Im Rahmen des Art. 6 Abs. 1 ARB 1/80 ist der gemeinschaftsrechtliche weite Arbeitnehmerbegriff heranzuziehen. Auf eine Mindestarbeitszeit oder ein Mindesteinkommen kommt es daher nicht an; es ist lediglich zu prüfen, ob die Tätigkeit nicht völlig unwesentlich ist.

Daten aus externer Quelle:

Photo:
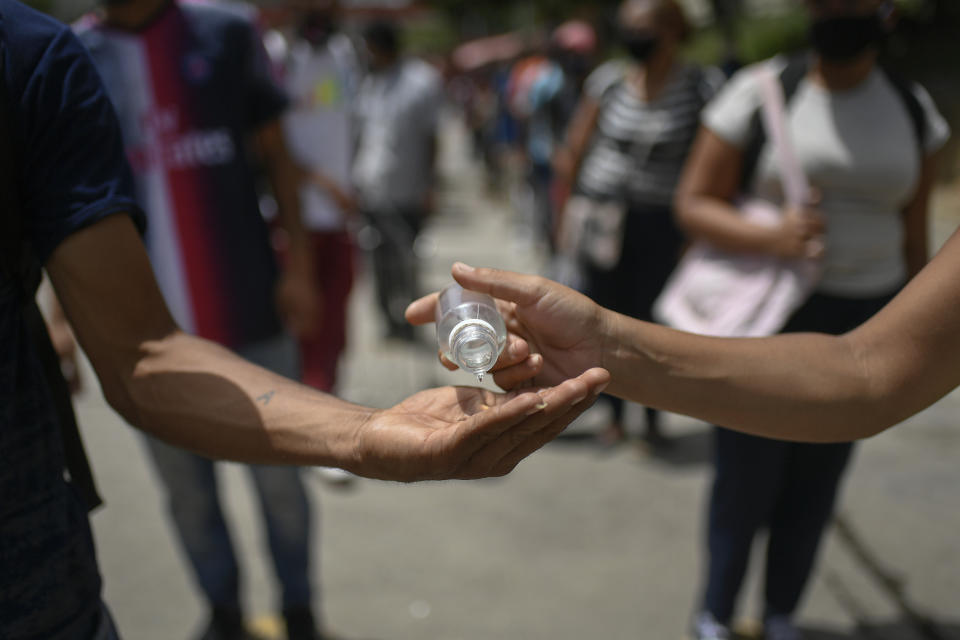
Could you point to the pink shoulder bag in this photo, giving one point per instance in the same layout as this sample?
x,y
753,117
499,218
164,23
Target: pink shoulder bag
x,y
720,293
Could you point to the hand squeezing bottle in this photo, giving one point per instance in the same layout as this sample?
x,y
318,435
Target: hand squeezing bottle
x,y
470,331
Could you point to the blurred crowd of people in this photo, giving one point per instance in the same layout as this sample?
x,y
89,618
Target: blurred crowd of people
x,y
626,159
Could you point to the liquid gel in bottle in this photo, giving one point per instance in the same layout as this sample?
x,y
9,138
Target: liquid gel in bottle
x,y
470,331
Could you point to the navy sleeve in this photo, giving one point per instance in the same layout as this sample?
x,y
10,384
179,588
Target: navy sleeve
x,y
74,169
265,100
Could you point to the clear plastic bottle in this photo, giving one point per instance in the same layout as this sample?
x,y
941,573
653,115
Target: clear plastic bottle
x,y
470,331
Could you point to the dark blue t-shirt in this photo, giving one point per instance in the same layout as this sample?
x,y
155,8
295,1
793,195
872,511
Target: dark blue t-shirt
x,y
70,172
190,87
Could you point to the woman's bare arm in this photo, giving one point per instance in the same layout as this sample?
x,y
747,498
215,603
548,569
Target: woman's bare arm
x,y
807,387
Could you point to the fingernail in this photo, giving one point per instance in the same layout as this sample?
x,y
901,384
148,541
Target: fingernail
x,y
536,408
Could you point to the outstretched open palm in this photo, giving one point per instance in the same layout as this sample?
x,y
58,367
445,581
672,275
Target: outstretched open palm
x,y
465,432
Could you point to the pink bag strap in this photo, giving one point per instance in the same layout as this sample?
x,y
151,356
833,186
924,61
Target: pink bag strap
x,y
796,188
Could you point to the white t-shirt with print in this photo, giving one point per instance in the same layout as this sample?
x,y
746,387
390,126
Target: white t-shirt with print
x,y
322,83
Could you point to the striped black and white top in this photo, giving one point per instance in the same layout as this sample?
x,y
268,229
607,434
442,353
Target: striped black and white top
x,y
639,147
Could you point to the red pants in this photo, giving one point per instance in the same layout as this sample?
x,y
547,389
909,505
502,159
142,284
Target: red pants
x,y
333,254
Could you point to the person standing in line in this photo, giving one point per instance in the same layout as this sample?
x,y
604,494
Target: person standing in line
x,y
321,74
548,106
398,108
191,85
868,225
68,206
626,145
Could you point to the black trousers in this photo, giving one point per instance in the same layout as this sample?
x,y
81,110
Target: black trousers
x,y
788,487
395,265
651,249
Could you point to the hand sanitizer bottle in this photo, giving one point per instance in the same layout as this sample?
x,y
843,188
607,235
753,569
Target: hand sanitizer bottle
x,y
470,331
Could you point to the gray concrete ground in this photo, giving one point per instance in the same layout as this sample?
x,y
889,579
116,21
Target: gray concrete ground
x,y
576,543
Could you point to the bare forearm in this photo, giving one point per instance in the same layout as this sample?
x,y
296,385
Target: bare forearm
x,y
199,396
807,387
719,223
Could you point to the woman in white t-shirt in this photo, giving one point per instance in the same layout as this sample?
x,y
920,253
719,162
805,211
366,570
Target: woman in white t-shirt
x,y
866,143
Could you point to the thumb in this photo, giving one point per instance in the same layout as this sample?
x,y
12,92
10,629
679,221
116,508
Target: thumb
x,y
506,285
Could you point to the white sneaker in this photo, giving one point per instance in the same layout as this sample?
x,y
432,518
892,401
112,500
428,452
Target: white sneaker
x,y
706,627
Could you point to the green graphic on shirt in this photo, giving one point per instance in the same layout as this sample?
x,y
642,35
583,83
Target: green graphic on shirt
x,y
327,93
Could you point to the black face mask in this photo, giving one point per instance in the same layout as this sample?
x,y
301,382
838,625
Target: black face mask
x,y
639,44
846,37
317,26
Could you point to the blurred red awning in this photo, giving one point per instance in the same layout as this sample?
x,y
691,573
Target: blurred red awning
x,y
483,51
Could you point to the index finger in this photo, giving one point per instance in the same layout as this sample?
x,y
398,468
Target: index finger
x,y
506,285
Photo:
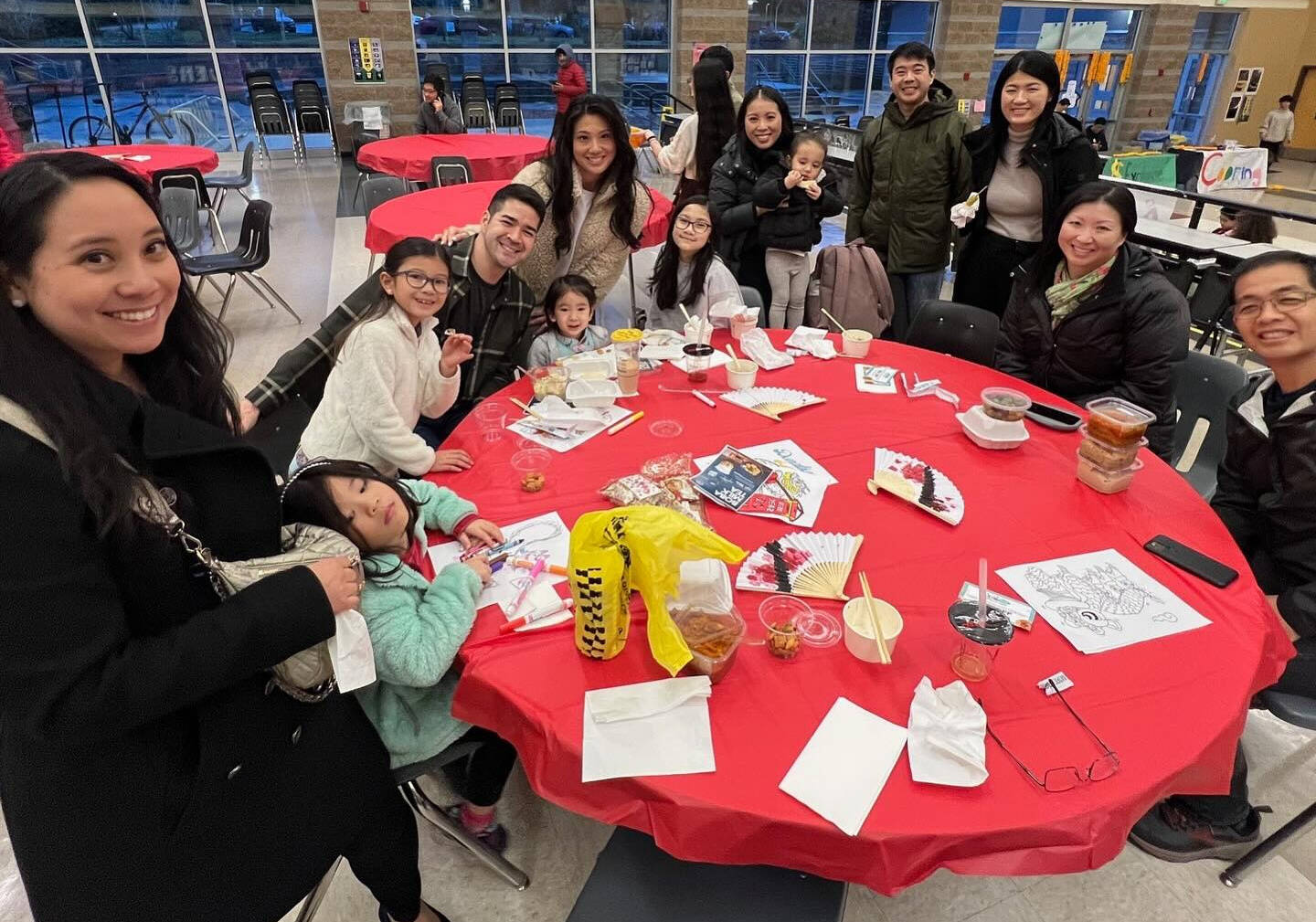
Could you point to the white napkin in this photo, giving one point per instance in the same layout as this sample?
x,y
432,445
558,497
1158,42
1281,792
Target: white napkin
x,y
947,730
350,652
653,727
845,766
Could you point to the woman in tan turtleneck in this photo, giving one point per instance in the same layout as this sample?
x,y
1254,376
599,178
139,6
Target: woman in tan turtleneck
x,y
1024,164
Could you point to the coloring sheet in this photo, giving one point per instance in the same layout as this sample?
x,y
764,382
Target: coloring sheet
x,y
544,536
1100,601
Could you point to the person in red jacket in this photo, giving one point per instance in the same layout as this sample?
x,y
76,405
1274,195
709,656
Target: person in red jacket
x,y
568,84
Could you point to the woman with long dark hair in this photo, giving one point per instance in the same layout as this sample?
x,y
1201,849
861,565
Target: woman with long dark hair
x,y
763,133
143,739
597,206
685,270
702,135
1095,316
1025,161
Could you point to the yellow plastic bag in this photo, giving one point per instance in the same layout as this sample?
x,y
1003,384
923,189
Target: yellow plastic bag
x,y
642,547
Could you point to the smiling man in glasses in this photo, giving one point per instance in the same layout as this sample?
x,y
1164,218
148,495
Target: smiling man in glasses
x,y
1268,500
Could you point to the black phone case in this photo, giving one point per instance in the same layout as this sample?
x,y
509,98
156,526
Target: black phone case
x,y
1194,562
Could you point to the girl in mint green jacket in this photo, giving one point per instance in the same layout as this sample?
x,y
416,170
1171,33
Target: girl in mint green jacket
x,y
418,619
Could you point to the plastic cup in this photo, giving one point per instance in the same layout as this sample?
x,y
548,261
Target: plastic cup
x,y
855,344
858,629
741,374
697,359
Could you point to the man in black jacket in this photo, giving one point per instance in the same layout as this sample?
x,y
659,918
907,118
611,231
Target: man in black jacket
x,y
1268,500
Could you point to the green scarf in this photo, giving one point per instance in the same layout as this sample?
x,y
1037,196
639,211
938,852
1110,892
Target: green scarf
x,y
1065,295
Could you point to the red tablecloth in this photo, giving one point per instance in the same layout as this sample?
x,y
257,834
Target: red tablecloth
x,y
1173,709
430,211
491,155
162,157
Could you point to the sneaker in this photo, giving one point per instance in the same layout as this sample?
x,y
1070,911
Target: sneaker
x,y
1173,832
493,835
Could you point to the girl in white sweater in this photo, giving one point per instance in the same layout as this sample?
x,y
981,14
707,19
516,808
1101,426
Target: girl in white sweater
x,y
389,370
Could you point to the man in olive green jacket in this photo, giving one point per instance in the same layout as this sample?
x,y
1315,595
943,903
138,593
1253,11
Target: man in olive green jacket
x,y
911,167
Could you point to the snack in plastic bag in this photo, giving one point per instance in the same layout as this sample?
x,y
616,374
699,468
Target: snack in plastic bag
x,y
640,546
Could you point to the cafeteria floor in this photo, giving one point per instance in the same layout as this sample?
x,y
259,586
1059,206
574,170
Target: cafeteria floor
x,y
317,260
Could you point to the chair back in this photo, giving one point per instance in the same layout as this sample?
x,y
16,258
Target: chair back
x,y
959,329
451,170
1203,387
178,215
378,189
187,178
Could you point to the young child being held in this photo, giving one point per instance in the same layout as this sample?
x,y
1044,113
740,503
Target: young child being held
x,y
389,370
799,194
418,619
568,311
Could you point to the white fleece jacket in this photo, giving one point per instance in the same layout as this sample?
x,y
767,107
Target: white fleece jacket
x,y
386,376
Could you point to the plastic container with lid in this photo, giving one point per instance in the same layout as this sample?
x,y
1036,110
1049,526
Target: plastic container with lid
x,y
1106,455
712,637
1103,481
1005,404
1116,421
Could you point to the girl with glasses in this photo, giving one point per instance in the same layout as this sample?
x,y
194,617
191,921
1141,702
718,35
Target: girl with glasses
x,y
389,368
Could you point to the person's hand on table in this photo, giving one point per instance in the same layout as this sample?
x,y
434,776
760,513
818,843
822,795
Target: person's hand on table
x,y
457,233
248,416
481,532
451,461
457,349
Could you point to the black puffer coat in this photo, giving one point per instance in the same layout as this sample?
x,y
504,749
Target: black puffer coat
x,y
1125,341
1267,496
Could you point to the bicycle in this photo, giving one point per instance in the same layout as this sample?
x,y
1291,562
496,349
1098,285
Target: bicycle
x,y
91,131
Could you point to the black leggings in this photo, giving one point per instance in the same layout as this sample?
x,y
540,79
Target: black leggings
x,y
481,778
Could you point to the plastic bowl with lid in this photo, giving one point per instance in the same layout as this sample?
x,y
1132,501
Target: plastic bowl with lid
x,y
1116,421
1005,404
1103,481
712,637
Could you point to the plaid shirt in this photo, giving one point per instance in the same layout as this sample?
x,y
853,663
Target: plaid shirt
x,y
503,341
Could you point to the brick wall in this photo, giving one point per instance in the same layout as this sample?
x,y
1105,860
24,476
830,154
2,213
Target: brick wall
x,y
966,36
1157,68
391,23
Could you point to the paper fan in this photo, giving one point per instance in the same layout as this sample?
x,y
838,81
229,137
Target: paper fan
x,y
918,482
804,563
771,401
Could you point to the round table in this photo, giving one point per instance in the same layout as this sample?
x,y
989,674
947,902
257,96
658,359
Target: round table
x,y
161,157
1172,709
430,211
491,155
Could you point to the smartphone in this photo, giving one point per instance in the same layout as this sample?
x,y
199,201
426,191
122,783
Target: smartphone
x,y
1196,563
1053,418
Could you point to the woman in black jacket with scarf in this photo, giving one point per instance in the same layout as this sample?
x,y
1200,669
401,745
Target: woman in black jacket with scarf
x,y
1025,161
150,768
763,135
1095,316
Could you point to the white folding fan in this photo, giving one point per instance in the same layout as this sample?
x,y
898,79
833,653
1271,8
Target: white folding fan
x,y
803,563
771,401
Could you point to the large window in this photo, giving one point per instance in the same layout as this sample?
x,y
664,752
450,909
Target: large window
x,y
174,62
621,45
829,58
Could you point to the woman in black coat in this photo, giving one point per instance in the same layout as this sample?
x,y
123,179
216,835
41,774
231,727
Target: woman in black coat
x,y
762,137
1095,316
149,767
1025,161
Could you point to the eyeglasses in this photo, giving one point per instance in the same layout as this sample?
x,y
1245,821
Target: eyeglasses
x,y
418,281
1056,780
685,224
1285,302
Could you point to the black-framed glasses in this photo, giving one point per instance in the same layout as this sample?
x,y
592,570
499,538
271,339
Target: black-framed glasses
x,y
1286,302
1067,778
418,281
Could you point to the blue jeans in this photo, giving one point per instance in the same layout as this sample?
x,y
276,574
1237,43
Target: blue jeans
x,y
911,290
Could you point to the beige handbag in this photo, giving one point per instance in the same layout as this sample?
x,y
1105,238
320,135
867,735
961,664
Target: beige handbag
x,y
305,676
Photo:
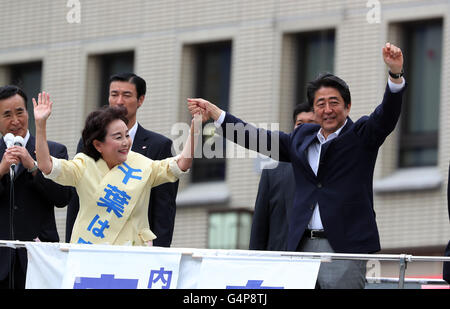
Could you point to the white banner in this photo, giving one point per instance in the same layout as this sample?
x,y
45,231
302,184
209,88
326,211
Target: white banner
x,y
76,266
120,268
257,273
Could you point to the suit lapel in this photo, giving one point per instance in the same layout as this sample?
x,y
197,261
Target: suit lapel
x,y
140,144
304,153
30,147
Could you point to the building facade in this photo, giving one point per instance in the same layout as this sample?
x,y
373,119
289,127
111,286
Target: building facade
x,y
253,58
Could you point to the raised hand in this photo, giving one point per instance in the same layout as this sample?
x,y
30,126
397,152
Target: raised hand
x,y
393,57
42,108
205,108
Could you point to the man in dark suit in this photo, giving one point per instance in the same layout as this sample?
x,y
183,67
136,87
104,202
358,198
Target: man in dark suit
x,y
129,90
446,268
333,166
275,197
32,213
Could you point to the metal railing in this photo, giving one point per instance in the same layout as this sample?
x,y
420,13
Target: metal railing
x,y
402,259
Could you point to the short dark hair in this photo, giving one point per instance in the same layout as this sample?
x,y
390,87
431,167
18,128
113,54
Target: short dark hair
x,y
95,127
9,91
137,81
301,108
328,80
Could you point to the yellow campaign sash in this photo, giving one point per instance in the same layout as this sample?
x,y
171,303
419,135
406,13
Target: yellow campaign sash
x,y
117,194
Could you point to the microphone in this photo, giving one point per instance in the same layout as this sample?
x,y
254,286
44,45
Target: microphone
x,y
9,140
19,141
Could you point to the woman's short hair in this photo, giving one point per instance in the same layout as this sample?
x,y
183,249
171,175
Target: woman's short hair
x,y
95,127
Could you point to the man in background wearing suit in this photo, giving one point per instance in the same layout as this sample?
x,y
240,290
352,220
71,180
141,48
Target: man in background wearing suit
x,y
129,90
333,164
275,197
32,214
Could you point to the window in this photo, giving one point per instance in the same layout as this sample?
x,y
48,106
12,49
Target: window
x,y
28,76
420,115
212,82
229,229
315,52
111,64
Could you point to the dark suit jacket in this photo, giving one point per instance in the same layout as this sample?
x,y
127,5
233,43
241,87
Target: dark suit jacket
x,y
446,268
273,204
343,185
162,206
34,199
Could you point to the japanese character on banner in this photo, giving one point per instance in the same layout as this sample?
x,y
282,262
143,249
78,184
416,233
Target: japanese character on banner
x,y
128,171
102,225
162,276
115,200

Schlagwörter: Aufenthaltserlaubnis, Assoziationsberechtigte, Assoziationsratsbeschluss EWG/Türkei, geringfügige Beschäftigung, Arbeitnehmerbegriff, Türkischer Arbeitnehmer
Normen: AufenthG § 4 Abs. 5 S. 2, ARB 1/80 Art. 6 Abs. 1
Auszüge:

[...]

Mit dem angegriffenen Urteil verpflichtete das Verwaltungsgericht die Beklagte, dem Kläger eine Aufenthaltserlaubnis gemäß § 4 Abs. 5 Satz 2 AufenthG zu erteilen. Zur Begründung führte das Gericht aus, der Kläger habe einen Anspruch auf Erteilung einer Aufenthaltserlaubnis auf der Grundlage von Art. 6 Abs. 1 Spiegelstrich 1 und 2 ARB 1/80, da er aufgrund der nachgewiesenen Beschäftigung Arbeitnehmer im Sinne des Art. 6 ARB 1/80 sei. Der Kläger sei seit dem 9. Mai 2000 ununterbrochen bei der Firma ... GmbH & Co. KG angestellt und habe dort bis Februar 2006 zehn Stunden wöchentlich gearbeitet. Hinsichtlich des Umfangs der wöchentlichen Arbeitszeit nach dem 20. Mai 2006 habe der Arbeitgeber zwar keine Angaben gemacht, aus der Gehaltsabrechnung für den März 2009 ergebe sich jedoch, dass der Kläger in den ersten drei Monaten des Jahres 2009 einen Brutto-Verdienst von monatlich 387,30 € gehabt habe. Zwar habe das Arbeitsentgelt während des Zeitraumes Mai 2004 bis März 2009 zwischen 294,00 € und 387,30 € geschwankt, es sei aber davon auszugehen, dass der Kläger einen Großteil der bescheinigten Arbeitstätigkeit von 10 Stunden in der Woche gearbeitet habe und der Umfang dieser Tätigkeit, gemessen am derzeitigen Arbeitslohn, mit Sicherheit nicht unterschritten worden sei. Der Arbeitsumfang und das Entgelt für die vom Kläger ausgeübte Tätigkeit könnten daher nicht als unwesentlich bezeichnet werden. [...]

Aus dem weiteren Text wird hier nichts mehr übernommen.